Indien werde die Einfuhrlizenzanforderungen für Laptops und Tablets verschieben, sagten zwei Regierungsbeamte. Dies sei ein Politikwechsel der USA, nachdem sich die Industrie und die US-Regierung beschwert hatten, dass der Schritt Apple, Samsung und andere Unternehmen treffen könnte. Einer der Beamten, der anonym bleiben wollte, teilte Reuters mit, dass sich der Plan um ein Jahr verzögern würde.

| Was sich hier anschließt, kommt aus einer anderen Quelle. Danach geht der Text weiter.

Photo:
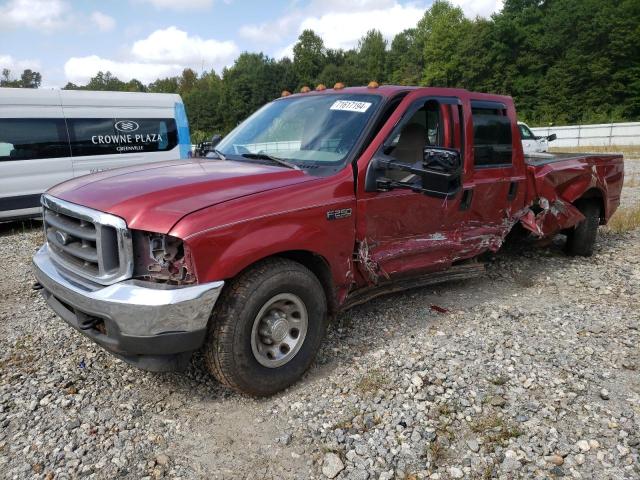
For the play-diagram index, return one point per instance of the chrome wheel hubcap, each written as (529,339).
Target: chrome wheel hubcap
(279,330)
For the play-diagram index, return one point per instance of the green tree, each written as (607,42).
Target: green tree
(405,62)
(308,57)
(372,52)
(30,79)
(164,85)
(442,30)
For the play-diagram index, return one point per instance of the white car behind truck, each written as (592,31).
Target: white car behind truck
(49,136)
(532,143)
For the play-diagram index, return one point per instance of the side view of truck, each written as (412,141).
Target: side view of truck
(317,202)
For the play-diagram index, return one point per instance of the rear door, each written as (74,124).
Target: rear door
(496,176)
(34,154)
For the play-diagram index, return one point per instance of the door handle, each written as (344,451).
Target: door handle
(467,198)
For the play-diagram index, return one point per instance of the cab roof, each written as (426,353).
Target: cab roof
(392,90)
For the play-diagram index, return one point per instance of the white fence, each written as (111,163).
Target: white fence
(605,134)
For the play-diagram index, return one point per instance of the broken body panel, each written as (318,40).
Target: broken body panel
(233,214)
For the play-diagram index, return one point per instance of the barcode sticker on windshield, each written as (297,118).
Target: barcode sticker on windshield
(350,106)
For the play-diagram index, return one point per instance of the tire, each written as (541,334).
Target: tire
(235,351)
(582,238)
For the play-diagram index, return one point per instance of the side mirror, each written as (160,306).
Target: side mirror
(215,139)
(442,175)
(439,174)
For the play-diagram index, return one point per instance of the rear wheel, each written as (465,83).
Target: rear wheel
(267,327)
(582,238)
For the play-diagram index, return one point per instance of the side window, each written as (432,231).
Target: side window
(32,139)
(109,136)
(422,129)
(525,133)
(492,143)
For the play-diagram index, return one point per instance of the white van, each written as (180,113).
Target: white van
(49,136)
(531,143)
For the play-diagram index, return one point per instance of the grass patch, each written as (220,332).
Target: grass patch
(373,381)
(625,219)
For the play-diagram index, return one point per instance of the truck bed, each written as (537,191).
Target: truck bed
(539,159)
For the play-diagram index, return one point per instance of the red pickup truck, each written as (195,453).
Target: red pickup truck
(317,202)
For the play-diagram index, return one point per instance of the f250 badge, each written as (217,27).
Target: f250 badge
(337,214)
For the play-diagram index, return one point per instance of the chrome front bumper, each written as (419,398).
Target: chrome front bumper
(131,318)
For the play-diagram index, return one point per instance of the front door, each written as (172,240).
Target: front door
(401,231)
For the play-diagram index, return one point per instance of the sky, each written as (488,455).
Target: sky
(71,40)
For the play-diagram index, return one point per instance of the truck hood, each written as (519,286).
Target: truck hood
(155,196)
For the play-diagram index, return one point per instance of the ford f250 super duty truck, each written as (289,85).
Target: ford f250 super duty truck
(317,202)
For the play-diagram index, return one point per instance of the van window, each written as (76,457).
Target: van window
(109,136)
(492,144)
(32,139)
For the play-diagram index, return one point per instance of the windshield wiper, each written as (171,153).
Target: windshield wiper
(266,156)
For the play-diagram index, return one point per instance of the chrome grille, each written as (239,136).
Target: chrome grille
(91,244)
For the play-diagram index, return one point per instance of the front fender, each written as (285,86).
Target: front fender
(227,238)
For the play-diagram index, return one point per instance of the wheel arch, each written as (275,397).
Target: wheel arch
(594,194)
(317,264)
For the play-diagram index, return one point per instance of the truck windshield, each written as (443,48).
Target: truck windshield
(314,129)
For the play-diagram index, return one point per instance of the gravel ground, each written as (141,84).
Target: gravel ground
(533,372)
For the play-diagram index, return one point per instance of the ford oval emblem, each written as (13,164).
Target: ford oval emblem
(126,126)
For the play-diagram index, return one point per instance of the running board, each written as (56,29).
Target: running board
(457,272)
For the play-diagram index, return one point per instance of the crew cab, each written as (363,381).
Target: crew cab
(318,201)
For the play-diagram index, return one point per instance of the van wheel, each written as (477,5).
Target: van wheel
(267,327)
(582,238)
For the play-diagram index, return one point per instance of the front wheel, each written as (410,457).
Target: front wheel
(582,238)
(267,327)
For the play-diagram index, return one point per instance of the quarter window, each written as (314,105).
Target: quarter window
(492,142)
(31,139)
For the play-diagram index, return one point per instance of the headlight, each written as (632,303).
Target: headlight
(161,258)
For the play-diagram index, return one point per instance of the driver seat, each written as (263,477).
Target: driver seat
(409,150)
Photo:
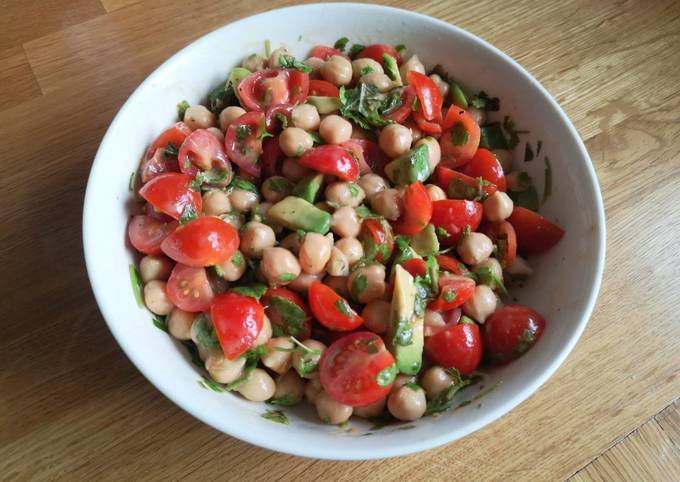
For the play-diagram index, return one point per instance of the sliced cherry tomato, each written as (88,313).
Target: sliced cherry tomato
(146,233)
(287,311)
(243,142)
(189,289)
(376,51)
(273,86)
(460,138)
(205,241)
(456,346)
(429,95)
(510,331)
(535,234)
(484,164)
(417,212)
(453,215)
(333,160)
(323,88)
(357,369)
(170,193)
(377,239)
(237,320)
(332,310)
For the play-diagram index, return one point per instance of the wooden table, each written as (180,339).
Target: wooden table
(73,407)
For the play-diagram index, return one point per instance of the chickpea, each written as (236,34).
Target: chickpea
(156,298)
(223,370)
(481,305)
(198,117)
(372,184)
(330,411)
(498,207)
(372,288)
(395,140)
(305,116)
(337,70)
(407,403)
(352,248)
(335,129)
(152,267)
(229,115)
(387,203)
(279,266)
(259,386)
(376,315)
(474,248)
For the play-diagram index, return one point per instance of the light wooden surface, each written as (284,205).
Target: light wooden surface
(73,407)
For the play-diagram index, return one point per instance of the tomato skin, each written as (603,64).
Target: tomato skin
(350,367)
(189,288)
(205,241)
(535,234)
(511,331)
(333,160)
(237,320)
(302,332)
(324,301)
(146,233)
(170,194)
(453,215)
(456,346)
(418,210)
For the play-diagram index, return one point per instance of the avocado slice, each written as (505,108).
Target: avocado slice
(410,167)
(309,188)
(295,213)
(405,330)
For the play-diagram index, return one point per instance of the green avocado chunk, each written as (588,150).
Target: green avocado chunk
(295,213)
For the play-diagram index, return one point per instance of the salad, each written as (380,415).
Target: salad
(340,229)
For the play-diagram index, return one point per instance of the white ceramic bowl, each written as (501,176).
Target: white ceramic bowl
(563,289)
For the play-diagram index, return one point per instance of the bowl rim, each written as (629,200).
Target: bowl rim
(326,452)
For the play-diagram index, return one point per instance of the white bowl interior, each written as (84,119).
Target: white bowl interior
(566,279)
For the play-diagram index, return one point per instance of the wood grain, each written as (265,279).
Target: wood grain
(74,408)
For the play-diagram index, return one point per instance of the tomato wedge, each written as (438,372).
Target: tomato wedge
(237,320)
(332,310)
(453,215)
(333,160)
(170,193)
(205,241)
(189,289)
(535,234)
(357,369)
(418,210)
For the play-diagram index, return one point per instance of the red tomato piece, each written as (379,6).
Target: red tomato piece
(332,310)
(510,331)
(205,241)
(456,346)
(189,289)
(429,95)
(453,215)
(417,212)
(333,160)
(535,234)
(237,320)
(170,194)
(146,233)
(357,369)
(281,310)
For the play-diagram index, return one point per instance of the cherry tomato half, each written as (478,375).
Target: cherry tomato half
(170,193)
(205,241)
(357,369)
(510,331)
(237,320)
(332,310)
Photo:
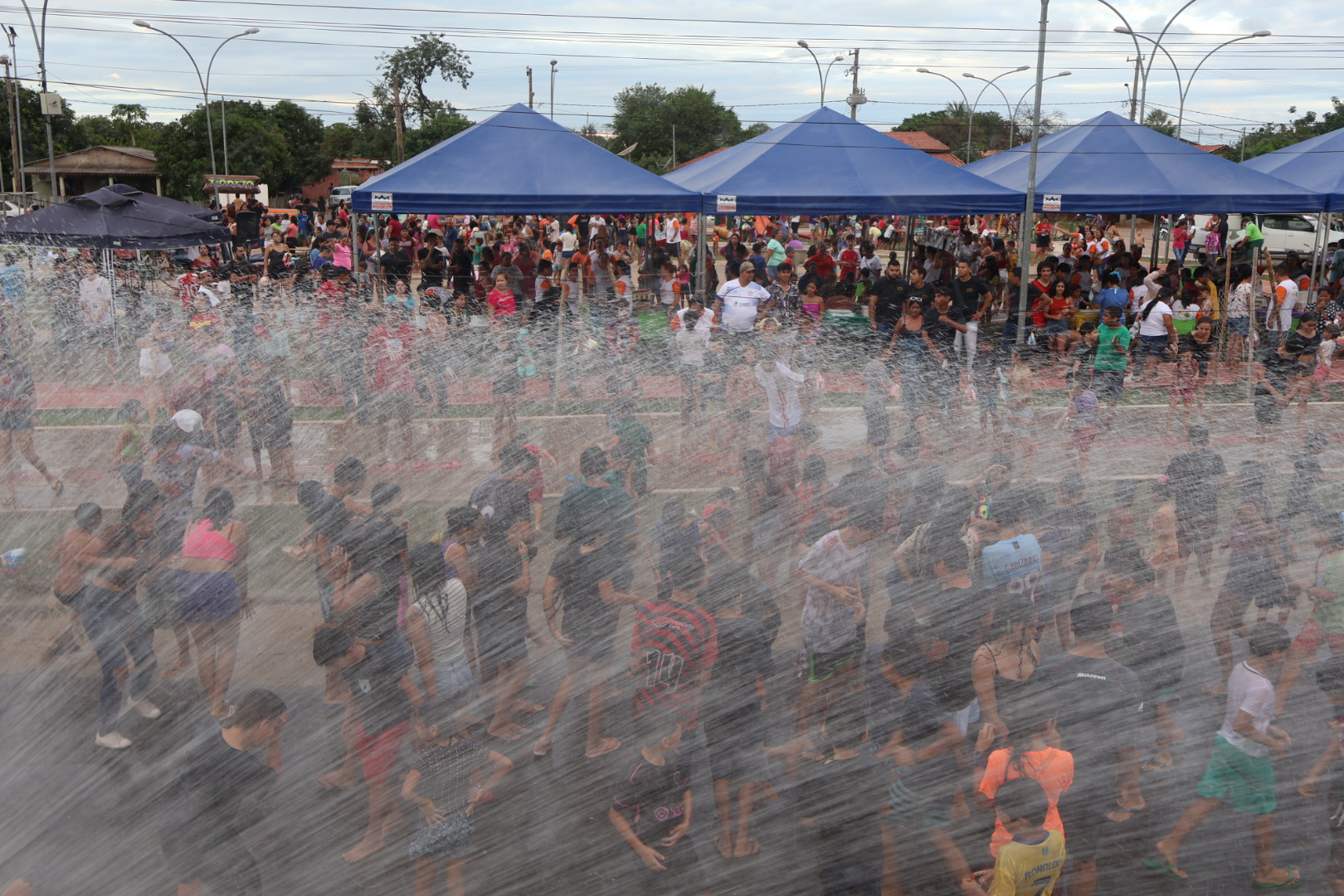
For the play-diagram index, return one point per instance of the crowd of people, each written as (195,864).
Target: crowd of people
(1022,672)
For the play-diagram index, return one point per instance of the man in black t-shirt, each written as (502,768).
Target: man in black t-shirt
(886,303)
(1097,704)
(242,280)
(945,325)
(969,295)
(433,262)
(397,266)
(378,711)
(917,288)
(1194,479)
(218,790)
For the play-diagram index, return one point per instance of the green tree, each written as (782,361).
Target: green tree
(129,114)
(281,144)
(1160,121)
(435,130)
(399,91)
(647,114)
(1270,137)
(991,130)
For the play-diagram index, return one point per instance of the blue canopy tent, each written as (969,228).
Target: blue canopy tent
(1316,164)
(830,164)
(519,162)
(1110,164)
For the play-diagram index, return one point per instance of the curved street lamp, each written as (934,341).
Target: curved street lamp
(964,100)
(1181,114)
(203,80)
(990,82)
(1023,99)
(821,77)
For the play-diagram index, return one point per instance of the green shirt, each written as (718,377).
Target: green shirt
(1112,358)
(635,442)
(1329,574)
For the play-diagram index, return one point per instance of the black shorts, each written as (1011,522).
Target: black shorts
(392,406)
(683,874)
(273,437)
(1108,384)
(17,421)
(594,640)
(1268,410)
(101,338)
(1089,829)
(502,631)
(1195,533)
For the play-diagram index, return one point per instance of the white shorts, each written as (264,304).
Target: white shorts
(153,363)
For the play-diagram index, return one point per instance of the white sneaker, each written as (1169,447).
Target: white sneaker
(145,709)
(112,740)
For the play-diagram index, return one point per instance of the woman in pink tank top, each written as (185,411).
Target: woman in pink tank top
(212,594)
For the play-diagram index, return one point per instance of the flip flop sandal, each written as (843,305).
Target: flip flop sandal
(1161,867)
(1288,884)
(609,744)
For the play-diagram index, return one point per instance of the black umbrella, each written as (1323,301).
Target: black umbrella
(116,218)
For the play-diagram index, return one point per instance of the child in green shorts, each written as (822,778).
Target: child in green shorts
(1241,772)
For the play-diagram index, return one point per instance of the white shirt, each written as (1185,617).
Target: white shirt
(782,394)
(1153,324)
(1250,692)
(1289,288)
(704,325)
(741,303)
(691,345)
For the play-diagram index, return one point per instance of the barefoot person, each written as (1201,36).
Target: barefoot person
(1241,770)
(214,796)
(67,585)
(212,587)
(379,704)
(17,401)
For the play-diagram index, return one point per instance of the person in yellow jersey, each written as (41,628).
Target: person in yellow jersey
(1030,863)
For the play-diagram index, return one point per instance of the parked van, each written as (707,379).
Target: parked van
(1283,234)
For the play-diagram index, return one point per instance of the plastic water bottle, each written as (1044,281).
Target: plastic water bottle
(11,561)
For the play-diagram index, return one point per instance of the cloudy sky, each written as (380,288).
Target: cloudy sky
(323,56)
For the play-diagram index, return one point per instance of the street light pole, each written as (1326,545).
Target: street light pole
(203,80)
(1025,225)
(1181,114)
(41,41)
(967,102)
(821,78)
(990,82)
(1023,97)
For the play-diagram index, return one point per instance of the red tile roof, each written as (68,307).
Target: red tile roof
(919,140)
(699,158)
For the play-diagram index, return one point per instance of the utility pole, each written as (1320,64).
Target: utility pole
(397,102)
(14,132)
(1133,95)
(854,91)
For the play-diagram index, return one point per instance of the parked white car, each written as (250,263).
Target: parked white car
(1283,234)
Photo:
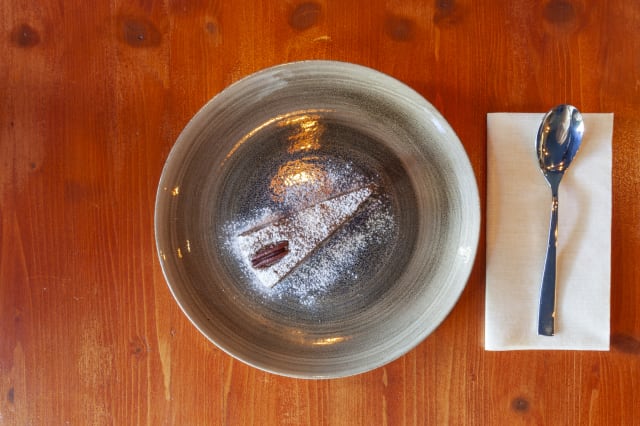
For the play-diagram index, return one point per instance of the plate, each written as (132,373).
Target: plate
(317,219)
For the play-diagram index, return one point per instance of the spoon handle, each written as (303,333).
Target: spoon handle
(547,312)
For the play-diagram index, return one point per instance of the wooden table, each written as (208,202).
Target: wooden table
(93,96)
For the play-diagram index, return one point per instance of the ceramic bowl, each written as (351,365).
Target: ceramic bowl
(379,202)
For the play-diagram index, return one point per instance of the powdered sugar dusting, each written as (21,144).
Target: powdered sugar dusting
(303,230)
(333,222)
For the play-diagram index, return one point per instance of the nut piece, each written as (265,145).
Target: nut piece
(270,254)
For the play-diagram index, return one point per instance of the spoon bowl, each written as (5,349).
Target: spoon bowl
(558,141)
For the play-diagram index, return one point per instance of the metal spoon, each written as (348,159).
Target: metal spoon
(557,143)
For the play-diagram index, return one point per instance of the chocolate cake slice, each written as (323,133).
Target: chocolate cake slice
(273,249)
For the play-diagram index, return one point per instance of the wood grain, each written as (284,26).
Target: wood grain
(93,97)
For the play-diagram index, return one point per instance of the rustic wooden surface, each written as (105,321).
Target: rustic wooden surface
(94,94)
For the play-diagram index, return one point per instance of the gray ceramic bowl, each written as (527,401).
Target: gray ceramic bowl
(379,272)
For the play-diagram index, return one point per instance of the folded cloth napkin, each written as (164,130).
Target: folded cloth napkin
(518,213)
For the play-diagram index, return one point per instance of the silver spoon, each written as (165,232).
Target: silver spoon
(557,143)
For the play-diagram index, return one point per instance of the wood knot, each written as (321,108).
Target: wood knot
(399,28)
(305,16)
(520,404)
(25,36)
(138,347)
(447,12)
(139,32)
(559,11)
(561,15)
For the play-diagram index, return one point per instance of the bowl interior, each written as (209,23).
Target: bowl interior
(290,137)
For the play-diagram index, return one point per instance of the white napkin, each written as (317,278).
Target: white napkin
(518,209)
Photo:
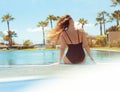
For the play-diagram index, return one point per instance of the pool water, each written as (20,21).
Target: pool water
(39,57)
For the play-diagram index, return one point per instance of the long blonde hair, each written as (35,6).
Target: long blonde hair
(62,25)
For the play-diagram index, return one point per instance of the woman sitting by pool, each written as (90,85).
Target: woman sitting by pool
(74,39)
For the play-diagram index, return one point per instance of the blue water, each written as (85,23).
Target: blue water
(33,57)
(42,57)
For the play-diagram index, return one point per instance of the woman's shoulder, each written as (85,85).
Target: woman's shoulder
(81,30)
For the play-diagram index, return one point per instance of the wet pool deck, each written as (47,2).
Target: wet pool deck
(104,77)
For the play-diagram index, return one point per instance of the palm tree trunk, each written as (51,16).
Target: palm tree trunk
(100,29)
(104,23)
(10,43)
(51,24)
(43,36)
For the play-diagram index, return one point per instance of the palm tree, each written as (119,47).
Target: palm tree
(43,24)
(7,18)
(116,15)
(1,34)
(52,18)
(115,3)
(82,21)
(102,15)
(99,21)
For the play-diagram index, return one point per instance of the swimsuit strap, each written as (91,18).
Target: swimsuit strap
(78,36)
(68,36)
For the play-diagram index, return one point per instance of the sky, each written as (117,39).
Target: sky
(28,13)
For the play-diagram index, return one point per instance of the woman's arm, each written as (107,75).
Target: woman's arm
(62,48)
(86,46)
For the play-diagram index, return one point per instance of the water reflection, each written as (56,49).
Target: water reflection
(28,57)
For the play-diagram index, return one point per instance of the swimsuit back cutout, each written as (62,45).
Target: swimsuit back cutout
(75,52)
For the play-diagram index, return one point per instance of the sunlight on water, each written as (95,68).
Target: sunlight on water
(49,56)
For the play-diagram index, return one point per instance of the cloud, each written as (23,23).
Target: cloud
(89,28)
(33,29)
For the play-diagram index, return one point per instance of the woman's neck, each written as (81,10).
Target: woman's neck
(71,28)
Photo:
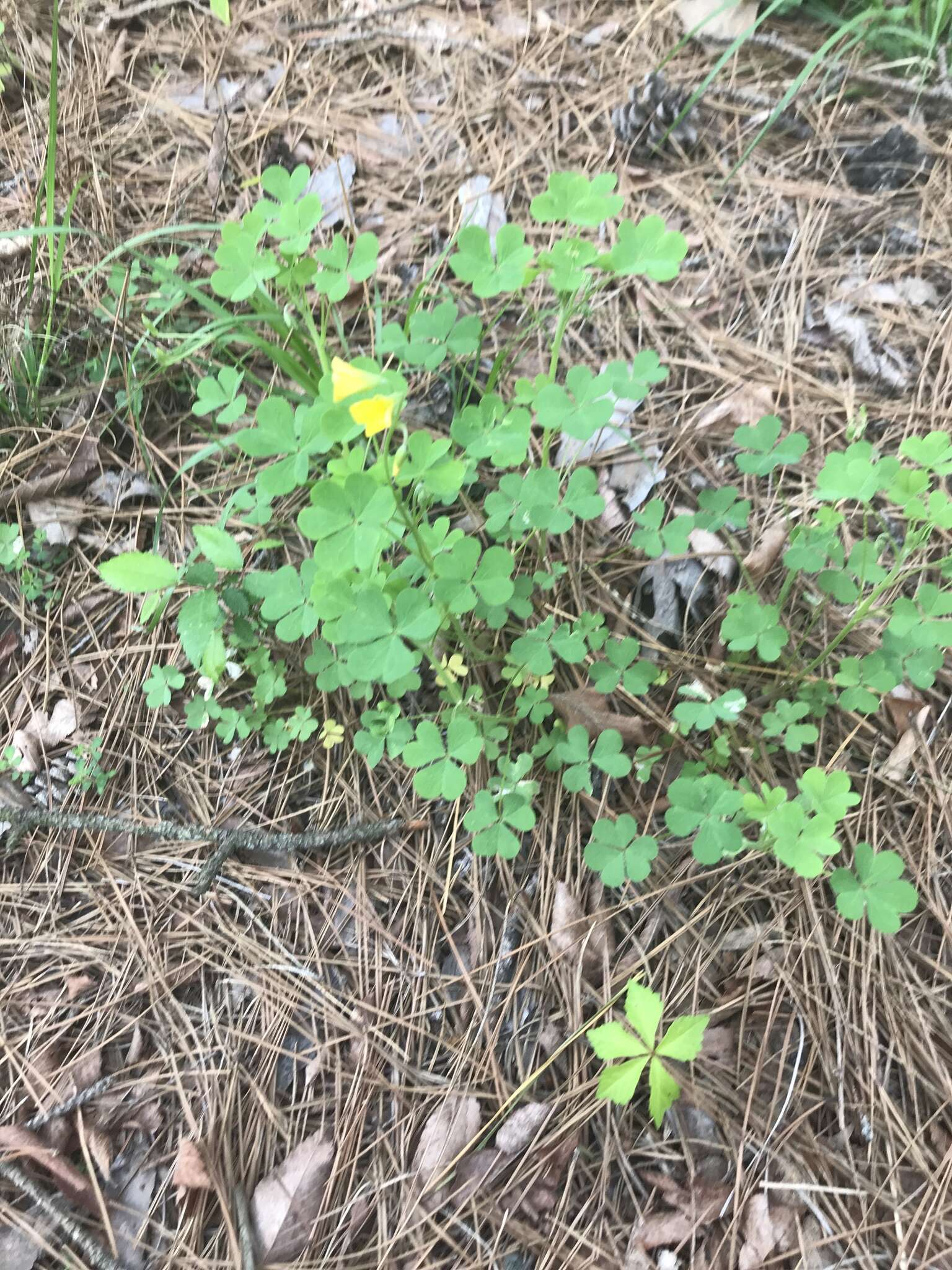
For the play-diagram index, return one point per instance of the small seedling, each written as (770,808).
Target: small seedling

Danach werde die Regierung prüfen, ob ein Lizenzsystem eingeführt werden soll.
Das am 3. August plötzlich angekündigte Lizenzsystem soll „sicherstellen, dass vertrauenswürdige Hardware und Systeme nach Indien gelangen“, die Abhängigkeit von Importen verringern, die lokale Produktion fördern und bis zu einem gewissen Grad Indiens Handelsungleichgewicht mit China beseitigen.
Doch die ursprünglichen Pläne verzögerten sich aufgrund des Widerstands der Industrie schnell um etwa drei Monate.
Letzten Monat äußerte die US-Handelsbeauftragte Katherine Tai gegenüber Indien Bedenken hinsichtlich des Schritts, der auch Unternehmen wie Dell und HP betreffen wird.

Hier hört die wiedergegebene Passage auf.